Famous related terms
- Symbolic AI —
symbolic AI = rules + logic engine— the “write down what you know” school. Dominant 1956–~1990, still alive in formal verification. - Connectionism —
connectionism ≈ many tiny units learning together— the neural-net family. Lost the early debates, won the war. - AI winter —
AI winter ≈ funding collapse after over-promising— periodic collapses in funding and interest after the field over-promised. There have been at least two big ones (~1974 and ~1990). - Perceptron —
perceptron = single layer + threshold function— the original learnable neural unit (Rosenblatt, 1958). - Backpropagation —
backprop = chain rule + propagate errors backward through layers— the algorithm that makes deep networks trainable; forgotten, rediscovered, and now the foundation of every model in use. - AlexNet —
AlexNet = deep CNN + GPU training + ImageNet (2012)— 2012 image classifier that proved GPUs + deep nets + lots of data could beat anything else. The starting gun for the deep learning era. - Transformer —
transformer ≈ stack of (attention + feed-forward) layers— the architecture under every modern frontier model. - Scaling laws — the empirical observation that bigger model + more data + more compute keeps improving performance, predictably. Why labs spend billions on training runs.
- RLHF —
RLHF = supervised fine-tune + reward model + RL loop— the alignment step that turned a raw next-token predictor into something that feels like an assistant.
Going deeper
- Computing Machinery and Intelligence (Turing, 1950) — the founding paper. Shorter and more readable than you’d expect.

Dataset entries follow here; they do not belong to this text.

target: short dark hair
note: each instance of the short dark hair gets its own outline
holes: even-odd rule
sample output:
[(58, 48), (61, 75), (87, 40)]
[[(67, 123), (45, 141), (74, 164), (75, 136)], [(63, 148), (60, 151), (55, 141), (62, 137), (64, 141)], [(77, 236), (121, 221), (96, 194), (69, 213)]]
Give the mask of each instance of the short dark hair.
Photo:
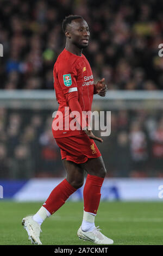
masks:
[(77, 19), (84, 19), (82, 16), (80, 15), (68, 15), (65, 17), (65, 19), (63, 20), (62, 21), (62, 28), (63, 32), (65, 33), (66, 29), (66, 27), (68, 24), (71, 24), (72, 21), (73, 20), (76, 20)]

- Perceptrons (Minsky & Papert, 1969) — the book that ended the first neural net era. Worth reading for how confidently it was wrong about scale.
- Attention Is All You Need (Vaswani et al., 2017) — the transformer paper.
- Scaling Laws for Neural Language Models (Kaplan et al., 2020) — the paper that turned model size into a budgeting question.
- Rich Sutton’s The Bitter Lesson (2019) — a one-page essay arguing that every time we tried to build in human knowledge, raw scale eventually beat us. The clearest summary of what the last seventy years actually taught.
- Genius Makers (Cade Metz, 2021) — narrative history of the deep learning revival, organized around the people.